The U.S. Department of Justice is pushing forward with a whistleblower lawsuit against UnitedHealth Group, despite a special master’s report in March backing the company by finding the case suffered from a “complete failure” of evidence.
Over a period of several years, the Eden Prairie-based health care giant asked its medical coders to scour records and find missing diagnosis codes. The process generated $7.2 billion in additional payments to the company’s Medicare Advantage health plans, which are paid extra to cover sicker patients, according to a Wednesday court filing by the Justice Department.
Yet when those same coders found medical records that did not support 1.97 million previously submitted medical codes, the company did not report that information to the government, and ultimately kept $2.1 billion to which UnitedHealth was not entitled, the Justice Department’s new filing says.

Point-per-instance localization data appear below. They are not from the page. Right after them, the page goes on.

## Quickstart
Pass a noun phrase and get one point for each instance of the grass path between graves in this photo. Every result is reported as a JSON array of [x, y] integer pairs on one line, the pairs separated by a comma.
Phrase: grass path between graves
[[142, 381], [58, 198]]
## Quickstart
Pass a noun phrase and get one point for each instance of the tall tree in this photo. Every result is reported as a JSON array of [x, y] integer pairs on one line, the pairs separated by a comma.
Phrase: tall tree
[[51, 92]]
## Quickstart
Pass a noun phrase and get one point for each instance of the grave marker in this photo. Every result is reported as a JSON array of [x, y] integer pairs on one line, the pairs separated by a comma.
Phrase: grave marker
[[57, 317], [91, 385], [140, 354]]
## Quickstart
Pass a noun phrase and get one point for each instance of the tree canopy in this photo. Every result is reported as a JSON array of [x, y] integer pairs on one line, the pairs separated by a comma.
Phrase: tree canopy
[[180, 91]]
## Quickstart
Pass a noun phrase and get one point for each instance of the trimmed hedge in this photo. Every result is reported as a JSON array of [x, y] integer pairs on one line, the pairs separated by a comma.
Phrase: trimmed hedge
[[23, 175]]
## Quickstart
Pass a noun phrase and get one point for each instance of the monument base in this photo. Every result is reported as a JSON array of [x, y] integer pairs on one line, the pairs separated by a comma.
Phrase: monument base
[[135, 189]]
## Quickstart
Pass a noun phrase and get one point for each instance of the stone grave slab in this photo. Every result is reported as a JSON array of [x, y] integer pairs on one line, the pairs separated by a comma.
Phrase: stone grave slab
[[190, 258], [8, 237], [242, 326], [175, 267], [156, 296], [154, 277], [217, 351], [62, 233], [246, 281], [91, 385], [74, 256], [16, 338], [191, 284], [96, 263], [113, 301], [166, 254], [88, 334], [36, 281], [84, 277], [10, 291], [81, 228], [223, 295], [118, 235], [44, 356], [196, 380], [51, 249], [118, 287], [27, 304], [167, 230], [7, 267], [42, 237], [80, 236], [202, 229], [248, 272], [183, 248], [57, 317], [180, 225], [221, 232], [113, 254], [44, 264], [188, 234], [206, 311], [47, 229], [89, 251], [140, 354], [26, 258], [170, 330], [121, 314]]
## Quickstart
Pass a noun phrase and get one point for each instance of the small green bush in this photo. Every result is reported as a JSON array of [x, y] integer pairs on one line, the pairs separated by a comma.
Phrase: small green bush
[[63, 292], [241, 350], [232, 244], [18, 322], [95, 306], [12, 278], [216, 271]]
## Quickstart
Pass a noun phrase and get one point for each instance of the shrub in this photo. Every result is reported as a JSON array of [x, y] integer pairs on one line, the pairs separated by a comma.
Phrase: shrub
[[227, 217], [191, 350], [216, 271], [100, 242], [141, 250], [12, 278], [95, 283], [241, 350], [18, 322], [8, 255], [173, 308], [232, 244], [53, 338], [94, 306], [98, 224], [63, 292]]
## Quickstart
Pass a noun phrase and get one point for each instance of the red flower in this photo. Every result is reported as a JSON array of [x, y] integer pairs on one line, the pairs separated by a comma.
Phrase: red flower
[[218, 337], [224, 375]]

“The Special Master’s Report and Recommendation blesses that conduct ... [and] is fundamentally flawed,” according to the memorandum filed with the U.S. District Court for the Central District of California.
Wednesday’s filing is the latest volley in a whistleblower case that originally was filed under seal in March 2011 by Benjamin Poehling, a former director of finance who started working for UnitedHealth Group in Minnesota in 2004. The Justice Department later joined the case as plaintiff against UnitedHealth.
Special Master Suzanne Segal issued a report in early March concluding the case should be decided in UnitedHealth’s favor without a trial because the government hadn’t presented evidence from which a jury could reasonably conclude diagnosis codes UnitedHealth Group submitted were invalid and not supported by the related medical record.
“The complete failure of any evidence on this essential element must result in summary judgment for United,” Segal wrote.
The federal judge in the case will need to consider Segal’s recommendation and ultimately decide whether to grant the company’s motion for summary judgement, handing a victory to UnitedHealth without going to a trial.